Originally posted by rumali09
MYSBlessed - Very well said.

This is a forum not only to post views but also to exchange ideas.And nobody(Read Sai) has any business/Right to say that some one can not advice or give their views.

Its not a strict leagal opinion forum. Sai is wrong in some of his answers and he thinks he is Right always. He has wrong attitude to life.

Thanks
 
what is with this fixed marriages...

you indians have...? Is this part of your customs and traditions? If it does, I'm sorry but it sucks!

You working your ass off and then going back to India for a vacation and then, marry to someone whom you're parents fixed for you... I think that's the dumbest and the most moronic thing you can do... You are actually being EXPLOITED by your would-be dependents, your so called wives (or husbands), and you don't even know it....

So sad... for a marriage to at least work, you have to know and learn to love the other person. :eek:
 
Sai

Sai

I am not angry with you. One of your post asked other person to stop expressing his opinion.

My friend is also going through the same problem and he has done the right thing in the right way by talking to his wife, her family and taken mutual consent before filing for divorce.

The person posted opened an emotional part in every one.

Please let others express their opinion.

Nothing personal against you.

Thanks
 
Re: Sai

rumali09,
Unfortunately, sometimes conversations do not work. People have agendas . What is someone supposed to do then. Talking is okay when both partners are rational in their thinking, but alas the situation is not always so.
I asked him to post info. that was accurate as someone is depending on his input. The poster asked for help....

Cheers

Originally posted by rumali09
Sai

I am not angry with you. One of your post asked other person to stop expressing his opinion.

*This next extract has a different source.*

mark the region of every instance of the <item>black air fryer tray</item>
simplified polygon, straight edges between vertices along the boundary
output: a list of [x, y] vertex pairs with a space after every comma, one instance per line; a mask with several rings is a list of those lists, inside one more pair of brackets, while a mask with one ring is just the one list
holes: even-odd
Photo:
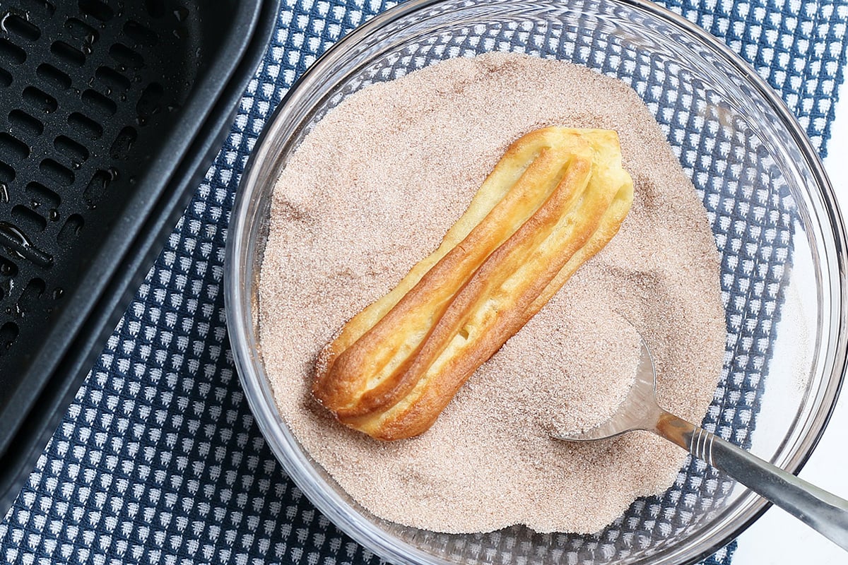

My friend is also going through the same problem and he has done the right thing in the right way by talking to his wife, her family and taken mutual consent before filing for divorce.

The person posted opened an emotional part in every one.

Please let others express their opinion.

Nothing personal against you.

Thanks
 
This is happening here

Answer for same question on Nebraska Board

I dont have an answer for your question but I do have a suggestion. Please post this in Vermont board. There are a lot of active participants and you will get more answers than you'll ever need.

P.S: Please keep in mind that once you post the question there you'll soon be left out of the discussion, and dont be surprised if the discussion turns out into something else, totally forgetting the original question. But nonetheless you'll definitely find a good answer for your question.